僕はどうしてしまったんだろう
教会で、アンナに謝罪をしてから九年が経つ。
あれからも我が公爵家は未だに他の貴族から付き合いは避けられているが、なんとか付き合いを始めてくれた家もある。
商人たちも段々と付き合いを戻してくれている。
特産品の売り上げも次第に伸びて今では元に戻った。
リナの実家の伯爵家も同じような状況だ。教会での謝罪が効いて、数年かけてどうにか両家は危機的状況を脱した。
「リナ、今日は子供たちは?」
「元気に遊びまわって、勉強も頑張っていましたよ。今はぐっすりと寝ています」
あれからリナは、病弱だからと甘えなくなった。そして、我が公爵家と実家の伯爵家のために信頼回復に努めている。
その姿勢に、僕はリナに惚れ直した。そしてそんなリナのために、僕も同じく努力した。
そしてなんとか結婚して、今では子供にも恵まれている。
綱渡りの幸せで、決して気は抜けないがそれでもすごく幸せだった。
そのはずだった。
その日たまたま都合があって夫婦で訪れた王都。
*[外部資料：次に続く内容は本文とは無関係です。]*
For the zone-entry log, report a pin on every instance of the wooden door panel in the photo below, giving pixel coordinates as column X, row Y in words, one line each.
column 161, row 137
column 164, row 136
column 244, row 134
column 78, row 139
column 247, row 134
そこで号外の新聞を見たら、アンナと第三王子殿下の結婚が載っていた。
「嘘だろ…」
「…」
ふと隣を見れば、リナは驚くほど静かに新聞を読んでいた。特になんのリアクションもないリナを見て、僕は自分を恥じた。
リナはもう、過去を反省して大人になったんだ。いい加減僕も自分のやらかしを認めて受け入れ、次に進むべきだ。
そのために、ここまでリナと二人三脚で努力してきたんだから。
「…リナ、行こうか」
「はい、クレマン様」
その日、用事をさっさと済ませて午後までに帰らなかったのが全ての失敗だった。
「お幸せにー!」
「ご婚約おめでとうございます!」
パレードを見てしまった。アンナと第三王子殿下の、ご婚約をお披露目するそれ。
リナは相変わらず美しい。子供を産んでもなおその美貌を保っている。
けれど、どうしてだろう。
お神輿の上で第三王子殿下と共に微笑むアンナは、すごく美しく見えて。
あんな平凡な女だったはずなのに、すごく綺麗になっていて。
「「「「「………おーっ!!!」」」」」
歓声が上がった。
第三王子殿下が、アンナの頬にキスをした。
その光景を見て、クラクラする。
ああ、やっぱり僕は…間違えた。
そう自覚した。
「…はぁ」
それからどうやって帰ったのか、覚えていない。
気付けば屋敷に戻っていた。
なにかとため息が出る。
アンナの、第三王子殿下にキスされた時の顔が忘れられない。
美しかった。
「…ああ」
僕は自分から、あの幸せを捨てたのだ。
僕は自分の過去を呪って、そして今の幸せを見ていなかった。
それがきっと、悲劇の引き金だったんだ。